Nicht weit entfernt sah ich dann eine Gestalt, die im Schnee lag. „Hallo“ rief ich ängstlich, mein Blut rauschte wie ein reißender Fluss in meinen Ohren.
„ Hilfe“ hörte ich dann eine menschliche Stimme, die so schwach war, dass mein Atem lauter schien als das eben Gehörte.
Ich beugte mich über die Gestalt und erkannte eine Dorfbewohnerin, die alte Hilde.
Sie lag seltsam verrenkt und wie mir schien schon eine ganze Weile da, denn sie war so kalt wie Eis, als ich sie mit meiner Hand berührte. „ Hol schnell Hilfe“ schrie ich meiner Schwester zu,“ die alte Hilde liegt hier, sie ist verletzt!“ Dann beugte ich mich zu ihr herunter und versuchte ihre Hände warm zu reiben. Sie stöhnte leise und ich wusste nicht, ob ich weitermachen oder aufhören sollte. Vorsichtig hauchte ich ihr meinen warmen Atem über das kalte Gesicht, ich glaube ich weinte vor lauter Angst und Sorge ihr nicht helfen zu können.

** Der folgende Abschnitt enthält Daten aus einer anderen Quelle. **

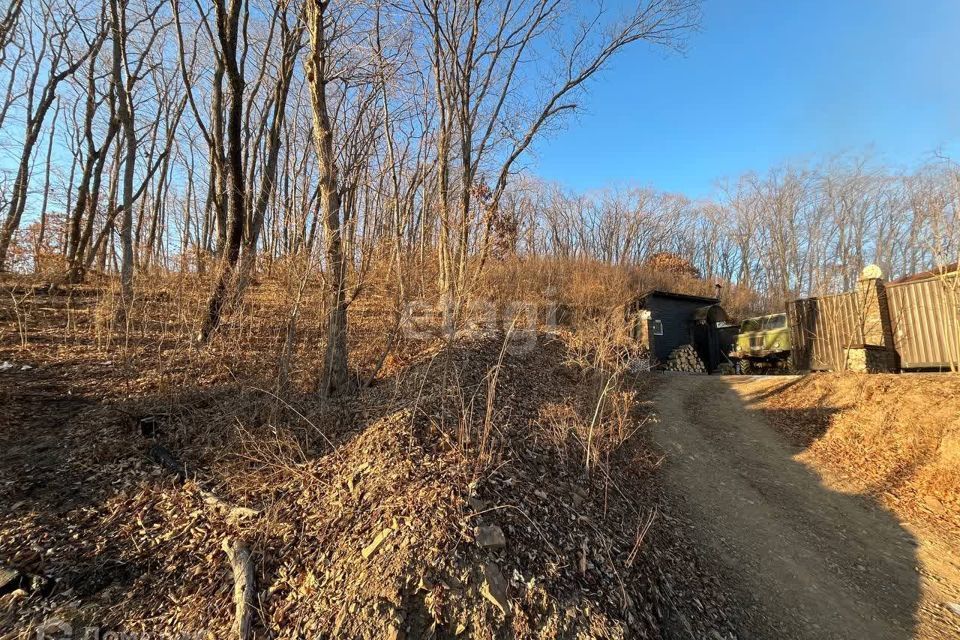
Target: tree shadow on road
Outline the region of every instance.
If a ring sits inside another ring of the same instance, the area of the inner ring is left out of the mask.
[[[822,425],[832,411],[800,418]],[[657,412],[667,484],[743,602],[749,637],[914,637],[915,540],[874,500],[829,489],[795,460],[812,440],[788,442],[767,422],[777,416],[724,378],[668,381]]]
[[[812,398],[813,406],[810,407],[770,407],[765,404],[786,392],[803,388],[805,380],[805,376],[797,376],[744,396],[752,411],[760,413],[788,442],[801,449],[806,449],[822,437],[830,429],[833,417],[849,408],[836,404],[827,392],[819,392],[816,398]]]

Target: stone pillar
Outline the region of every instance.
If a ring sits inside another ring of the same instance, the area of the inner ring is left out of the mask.
[[[844,349],[847,371],[854,373],[888,373],[896,368],[893,352],[883,347]]]
[[[857,282],[857,308],[863,344],[892,350],[893,327],[883,280],[861,278]]]
[[[865,274],[866,275],[866,274]],[[887,290],[883,280],[874,277],[861,277],[857,282],[857,307],[860,317],[860,334],[863,339],[864,353],[857,354],[859,365],[863,358],[863,369],[871,373],[896,369],[896,351],[893,343],[893,323],[890,319],[890,305],[887,302]],[[848,366],[852,364],[848,360]],[[859,368],[859,367],[855,367]]]

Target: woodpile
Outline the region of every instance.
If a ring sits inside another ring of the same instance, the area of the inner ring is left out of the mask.
[[[706,373],[707,367],[691,344],[677,347],[670,352],[667,358],[667,371],[682,371],[684,373]]]

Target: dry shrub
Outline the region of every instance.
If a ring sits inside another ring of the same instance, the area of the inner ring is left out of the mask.
[[[637,288],[631,271],[594,260],[519,258],[490,266],[479,287],[499,306],[556,304],[590,315],[624,304]]]
[[[548,439],[562,456],[582,457],[588,475],[643,425],[631,371],[646,354],[619,311],[586,318],[566,336],[567,363],[580,377],[577,394],[541,410]]]
[[[691,278],[700,277],[700,270],[693,266],[690,260],[669,251],[655,253],[647,258],[643,264],[652,271],[666,271],[667,273]]]
[[[622,307],[601,316],[584,318],[568,339],[570,359],[584,371],[617,376],[645,350],[633,339],[631,321]]]
[[[651,289],[715,296],[717,283],[674,267],[609,264],[590,259],[511,256],[490,265],[478,290],[502,307],[515,301],[556,305],[579,322],[602,316]],[[721,302],[731,317],[780,311],[755,291],[721,283]],[[563,319],[563,318],[561,318]]]
[[[565,461],[580,460],[589,477],[606,467],[610,456],[642,426],[634,408],[636,392],[623,386],[605,388],[600,397],[584,393],[565,402],[545,403],[541,429]]]
[[[4,286],[0,289],[0,295],[7,305],[2,307],[3,313],[0,314],[3,329],[0,329],[0,340],[5,337],[4,334],[16,333],[17,341],[21,350],[24,350],[30,344],[30,324],[31,314],[30,306],[33,299],[33,290],[23,287],[18,290],[17,287]],[[9,310],[7,310],[7,307]],[[10,328],[8,329],[7,326]]]

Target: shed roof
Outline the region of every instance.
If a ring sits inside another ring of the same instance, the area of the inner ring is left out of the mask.
[[[936,269],[930,269],[929,271],[923,271],[921,273],[914,273],[909,276],[904,276],[887,284],[906,284],[908,282],[917,282],[919,280],[928,280],[930,278],[942,278],[945,276],[952,276],[957,273],[960,273],[960,262],[954,262],[953,264],[944,265]]]
[[[645,291],[636,297],[637,301],[642,301],[650,297],[659,297],[659,298],[672,298],[674,300],[685,300],[687,302],[699,302],[702,304],[717,304],[720,302],[719,298],[708,298],[706,296],[695,296],[689,293],[675,293],[673,291],[663,291],[661,289],[651,289]]]

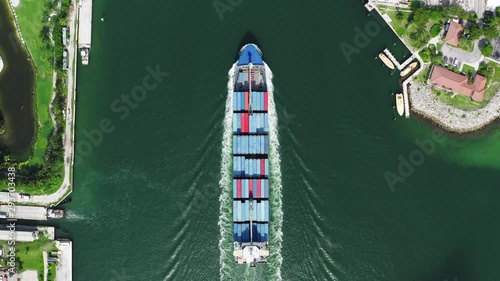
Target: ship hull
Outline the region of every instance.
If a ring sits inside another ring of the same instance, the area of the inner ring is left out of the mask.
[[[245,45],[233,92],[233,234],[238,264],[269,256],[269,93],[262,53]]]

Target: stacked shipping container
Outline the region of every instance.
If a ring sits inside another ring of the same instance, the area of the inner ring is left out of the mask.
[[[239,73],[238,82],[244,78]],[[233,93],[233,221],[236,242],[267,242],[269,239],[267,110],[267,92]]]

Die Minuten, bis eine erwachsene Person kam, um die arme Hilde zu retten, schienen endlos lang.
Dann wurde ich zur Seite geschoben, zwei kräftige Männer versuchten die alte Frau auf eine Liege zu heben. Das war sehr schwierig, denn die Alte hatte starke Schmerzen; schließlich gaben sie es auf und wärmten sie mit einer Decke. Einige Zeit später kam endlich ein Krankenwagen und ich hatte das beruhigende Gefühl, dass jetzt alles gut wird, so ging ich mit meiner Schwester nach Hause.


Weihnachten stand vor der Tür.
Der prächtige Schnee war liegengeblieben und neuer hinzu gekommen. Es schneite und schneite und wir Dorfkinder waren bestimmt die fleißigsten Schneekinder der Welt; wie verzaubert war unsere Umgebung, denn unzählige Schneemänner und Schneemauern flimmerten in der Wintersonne wie ein riesiger Märchenpalast.

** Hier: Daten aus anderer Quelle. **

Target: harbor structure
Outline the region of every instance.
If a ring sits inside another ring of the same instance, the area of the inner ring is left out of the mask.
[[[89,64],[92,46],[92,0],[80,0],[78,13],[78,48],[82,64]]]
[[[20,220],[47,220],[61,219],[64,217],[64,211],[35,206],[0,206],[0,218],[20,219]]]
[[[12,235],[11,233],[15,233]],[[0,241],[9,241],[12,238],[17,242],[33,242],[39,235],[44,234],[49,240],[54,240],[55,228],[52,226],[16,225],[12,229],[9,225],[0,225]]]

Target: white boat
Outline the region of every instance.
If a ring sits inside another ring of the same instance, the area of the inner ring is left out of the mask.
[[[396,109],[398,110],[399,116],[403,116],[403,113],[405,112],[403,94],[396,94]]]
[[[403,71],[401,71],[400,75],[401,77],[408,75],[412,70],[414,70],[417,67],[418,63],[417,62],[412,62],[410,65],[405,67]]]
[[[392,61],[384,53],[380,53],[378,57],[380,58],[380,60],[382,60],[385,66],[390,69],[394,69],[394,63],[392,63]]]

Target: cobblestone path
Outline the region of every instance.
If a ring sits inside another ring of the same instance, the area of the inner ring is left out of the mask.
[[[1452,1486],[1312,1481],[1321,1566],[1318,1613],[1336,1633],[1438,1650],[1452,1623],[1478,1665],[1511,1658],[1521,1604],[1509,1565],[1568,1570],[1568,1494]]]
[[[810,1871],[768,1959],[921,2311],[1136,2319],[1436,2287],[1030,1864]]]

Am heiligen Abend schneite es immer noch und es gibt ja wirklich nichts, was Menschen glücklicher machen kann, als Schneeflocken an diesem einen Tag im Jahr.

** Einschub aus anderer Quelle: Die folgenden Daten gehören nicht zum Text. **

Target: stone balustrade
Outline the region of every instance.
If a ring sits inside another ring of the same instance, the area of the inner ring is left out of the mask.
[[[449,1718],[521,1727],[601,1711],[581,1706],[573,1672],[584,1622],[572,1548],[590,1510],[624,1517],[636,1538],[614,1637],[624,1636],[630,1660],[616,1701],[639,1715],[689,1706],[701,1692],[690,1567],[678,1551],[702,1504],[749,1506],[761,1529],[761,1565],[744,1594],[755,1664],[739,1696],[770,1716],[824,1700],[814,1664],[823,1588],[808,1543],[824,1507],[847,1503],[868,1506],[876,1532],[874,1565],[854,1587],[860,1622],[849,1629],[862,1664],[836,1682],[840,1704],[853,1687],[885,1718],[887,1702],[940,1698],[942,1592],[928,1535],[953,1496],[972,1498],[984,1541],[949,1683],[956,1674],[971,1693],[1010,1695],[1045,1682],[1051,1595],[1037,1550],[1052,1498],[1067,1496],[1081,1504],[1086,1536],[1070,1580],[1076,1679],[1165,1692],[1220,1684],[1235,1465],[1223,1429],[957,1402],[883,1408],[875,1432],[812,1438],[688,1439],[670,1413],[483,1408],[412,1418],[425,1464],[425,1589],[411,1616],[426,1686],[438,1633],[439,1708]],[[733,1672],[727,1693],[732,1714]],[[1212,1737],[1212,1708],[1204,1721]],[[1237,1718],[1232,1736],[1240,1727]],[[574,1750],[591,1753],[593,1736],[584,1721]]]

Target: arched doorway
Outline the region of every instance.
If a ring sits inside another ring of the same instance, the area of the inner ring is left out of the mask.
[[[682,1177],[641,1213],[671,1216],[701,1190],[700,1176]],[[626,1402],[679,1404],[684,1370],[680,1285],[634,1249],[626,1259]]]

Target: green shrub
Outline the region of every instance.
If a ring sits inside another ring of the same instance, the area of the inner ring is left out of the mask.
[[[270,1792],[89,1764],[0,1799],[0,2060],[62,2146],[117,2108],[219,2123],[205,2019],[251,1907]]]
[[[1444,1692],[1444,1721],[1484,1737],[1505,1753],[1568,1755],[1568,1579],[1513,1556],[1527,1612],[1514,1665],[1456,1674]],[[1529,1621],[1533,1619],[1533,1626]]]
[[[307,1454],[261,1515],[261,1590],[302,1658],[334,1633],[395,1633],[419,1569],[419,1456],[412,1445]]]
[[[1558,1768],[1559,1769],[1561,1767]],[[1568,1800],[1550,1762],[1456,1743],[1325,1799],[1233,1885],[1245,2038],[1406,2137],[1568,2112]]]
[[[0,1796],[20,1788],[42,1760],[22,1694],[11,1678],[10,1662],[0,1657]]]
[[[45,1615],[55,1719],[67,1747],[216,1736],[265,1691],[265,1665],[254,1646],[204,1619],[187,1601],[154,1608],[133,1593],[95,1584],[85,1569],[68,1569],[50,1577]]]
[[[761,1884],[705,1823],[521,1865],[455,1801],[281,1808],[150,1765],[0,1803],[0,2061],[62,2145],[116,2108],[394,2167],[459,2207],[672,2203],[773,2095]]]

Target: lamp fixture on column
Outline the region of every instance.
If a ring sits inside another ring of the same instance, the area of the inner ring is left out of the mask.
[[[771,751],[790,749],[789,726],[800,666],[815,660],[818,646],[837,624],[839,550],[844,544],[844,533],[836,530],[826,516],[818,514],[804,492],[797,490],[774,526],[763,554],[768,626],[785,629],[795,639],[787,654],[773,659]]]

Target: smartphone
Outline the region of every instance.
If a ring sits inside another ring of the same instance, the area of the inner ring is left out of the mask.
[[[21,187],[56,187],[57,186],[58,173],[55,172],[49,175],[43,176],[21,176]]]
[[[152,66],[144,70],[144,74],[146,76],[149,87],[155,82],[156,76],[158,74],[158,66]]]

Bei uns gab es traditionell Pute und der Duft dieses leckeren Geflügels schwebte in allen Räumen. Wir Kinder schmückten den Tannenbaum und hörten Weihnachtslieder. Letzte Vorbereitungen wurden auch noch getroffen: „ Wo ist die Schere?“ oder „wer hat die Tüte mit den Marzipankartoffeln einfach angebrochen ?“ so flogen unsere Stimmen fröhlich durchs Haus und wir wurden immer hungriger dabei, die Spannung bis zur Bescherung stieg fast ins Unerträgliche.

Es war kurz nach dem leckeren Mahl, die Kerzen im Leuchter brannten festlich auf dem Tisch, die Bescherung stand bevor, als es an der Tür klingelte.
Nun, wir waren alle aus dem Alter heraus, an dem man noch an den Weihnachtsmann glaubt.
Wer könnte das, so unerwartet am heiligen Abend sein?
Wir rannten alle wie wir da waren zur Tür und öffneten neugierig.
Vor uns stand die alte Hilde, ein Bein eingegipst, aber sie lachte uns fröhlich an. Ihre beiden Söhne hatte sie mitgebracht, der eine stützte seine Mutter und der andere hatte einen Sack in der Hand. Wir baten die kleine Gesellschaft herein und luden sie ein etwas Warmes mit uns zu trinken. Hilde, wie wir sie dann von Stund an nannten, wollte sich bei uns bedanken. Sie war davon überzeugt, dass wir ihr das Leben gerettet hatten. In dem Sack waren viele kleine Geschenke für uns und unsere Geschwister. Wir packten neugierig aus, was sie mitgebracht hatten. Es waren wunderschöne und liebevoll ausgesuchte Kleinigkeiten.
Aber was für mich viel wichtiger war, war, dass es der alten Hilde wieder gut ging.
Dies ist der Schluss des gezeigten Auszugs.